By the time you apply fertilizer, till the ground, harvest the corn, dry it, and transport it, (all requiring fuel) it becomes dubious that any fuel is actually being saved. I’d LIKE to see it work, but have yet to see a “closed loop example”–fuel expended vs. produced. In my childhood, people still discussed “perpetual motion machines” as a way of producing useful work–none have ever been produced. Emilie du Chatelet–"Energy cannot be created or destroyed, it can only be transformed or transferred from one form to another. For instance, chemical energy is converted to kinetic energy when a stick of dynamite explodes…"but energy is not CREATED.

Why is this so complicated?

Eat food burn Avgas/Jet A.

Never vice versa.

Well, do-gooders do not thin things though, nor have guts to walk their talk.

Ayup, apperance of doing something while feeding cronies.

Government is rotten with activists who’ve wormed their way in after being violent on streets.

And some companies are.

"Sustainable’ is a scam, based on shortage mentality.

Free people protected by defense and justice systems feed people and invent substitutes where needed.

Dig deep and you’ll find the ideology of fixed-pie economics and drive-to-the-bottom ethics that comes from denial of the effectiveness of the human mind for life - Marxism.

As different from fossil fuel. You should explain.

Fossil fuel is carbon that is stuck deep in the ground, we pull out it out and burn it in airplanes, that adds carbon to the atmosphere because otherwise it will have just stayed in the ground.

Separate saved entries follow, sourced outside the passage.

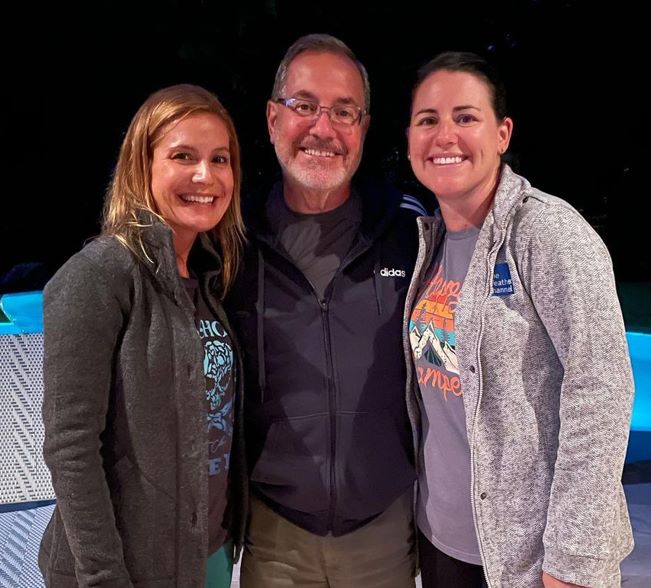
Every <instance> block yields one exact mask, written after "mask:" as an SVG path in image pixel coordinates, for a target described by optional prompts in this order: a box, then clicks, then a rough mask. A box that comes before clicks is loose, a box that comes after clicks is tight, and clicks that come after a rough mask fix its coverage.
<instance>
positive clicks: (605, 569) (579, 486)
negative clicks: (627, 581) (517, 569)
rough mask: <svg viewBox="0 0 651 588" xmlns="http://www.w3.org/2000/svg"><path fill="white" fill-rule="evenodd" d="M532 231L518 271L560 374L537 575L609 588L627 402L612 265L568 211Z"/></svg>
mask: <svg viewBox="0 0 651 588" xmlns="http://www.w3.org/2000/svg"><path fill="white" fill-rule="evenodd" d="M531 229H532V230H531V233H530V234H531V239H530V243H529V246H528V247H527V254H526V259H524V260H523V266H524V268H525V271H526V273H527V274H528V275H529V280H530V287H531V296H532V299H533V301H534V304H535V306H536V310H537V312H538V313H539V316H540V318H541V320H542V322H543V324H544V326H545V329H546V330H547V332H548V334H549V336H550V338H551V340H552V342H553V345H554V347H555V349H556V352H557V354H558V357H559V359H560V362H561V364H562V366H563V381H562V387H561V391H560V423H561V426H560V433H559V445H558V454H557V458H556V463H555V468H554V476H553V483H552V488H551V496H550V501H549V508H548V512H547V525H546V528H545V533H544V538H543V542H544V547H545V558H544V562H543V569H544V570H545V571H547V572H548V573H549V574H551V575H552V576H555V577H557V578H559V579H562V580H564V581H566V582H573V583H576V584H579V585H581V586H611V585H613V584H612V583H611V581H610V580H609V578H610V577H612V575H613V574H616V573H617V570H618V566H619V563H620V561H621V559H623V558H624V557H625V556H626V555H627V554H628V553H629V552H630V550H631V547H632V538H631V533H630V523H629V521H628V514H627V511H626V503H625V499H624V495H623V489H622V485H621V475H622V469H623V466H624V458H625V454H626V446H627V442H628V432H629V427H630V418H631V409H632V401H633V379H632V372H631V365H630V359H629V353H628V346H627V342H626V333H625V328H624V322H623V319H622V314H621V309H620V306H619V301H618V298H617V292H616V289H615V279H614V275H613V269H612V264H611V260H610V256H609V254H608V251H607V249H606V247H605V245H604V243H603V242H602V241H601V239H600V238H599V236H598V235H597V233H596V232H595V231H594V230H593V229H592V227H590V225H589V224H588V223H587V222H586V221H585V220H584V219H583V218H582V217H581V216H580V215H579V214H578V213H577V212H576V211H575V210H574V209H572V208H571V207H569V206H567V205H557V204H554V205H548V206H545V207H544V209H543V211H542V213H541V214H539V215H538V216H537V218H536V220H535V221H534V223H533V225H532V227H531ZM622 529H627V532H625V533H622V532H621V530H622Z"/></svg>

When plants or trees grow, they suck carbon out of the atmosphere to create their structure. All of the carbon in a plant or tree comes from the air. You harvest* those for food (or SAF), then you burn it in your stomach or jet engine and release carbon dioxide, but it is exactly the same amount of carbon that was in the plants, which was all taken from the atmosphere, using solar energy. So it’s a closed loop.

The harvest and processing is where things go wrong as Jim points out above. All the energy required for harvest and processing may require carbon, which means it has a carbon footprint unless you are using nuclear or solar or whatever for that part.

It wouldn’t be a perpetual motion machine because sunlight is your input to grow the crops. To be honest I don’t know enough about the state of the technology on it to say whether it is a pipe dream or not. My uninformed impression is that it is a lot more practical to reduce carbon than electric aircraft (that may not be saying much), but it is underfunded due to the aesthetics of it not being pleasing to environmentalist types, who’s preferred solution seems to be population collapse, subsistence farming, drum circles, and shivering in the dark.

Sure it does. There is a difference between carbon which was captured from the atmosphere millions of years ago, and sequestered as petroleum, versus carbon which was captured from the atmosphere in recent months by forests and crops. Spitting the former out of the back of an engine increases the net amount of carbon in the atmosphere. Spitting the latter out, returns carbon to the atmosphere from which it recently came.

Simple. It is a matter of when the carbon came out of the atmosphere, relative to human lifetimes. The carbon released by burning SAF was captured from the atmosphere in recent months by plants. The carbon released by burning petroleum was captured from the atmosphere millions of years ago. That time difference matters for the impact on the climate.

You are missing the point. The question is about what the Jet A is made from: petroleum, or “abundant biomass, such as forest and crop waste”.

That’s even funnier. Chemistry does not care. If anything the process will keep jets flying decades LONGER into the future than they otherwise would and so will increase carbon emissions in the atmosphere HIGHER than otherwise. Duh!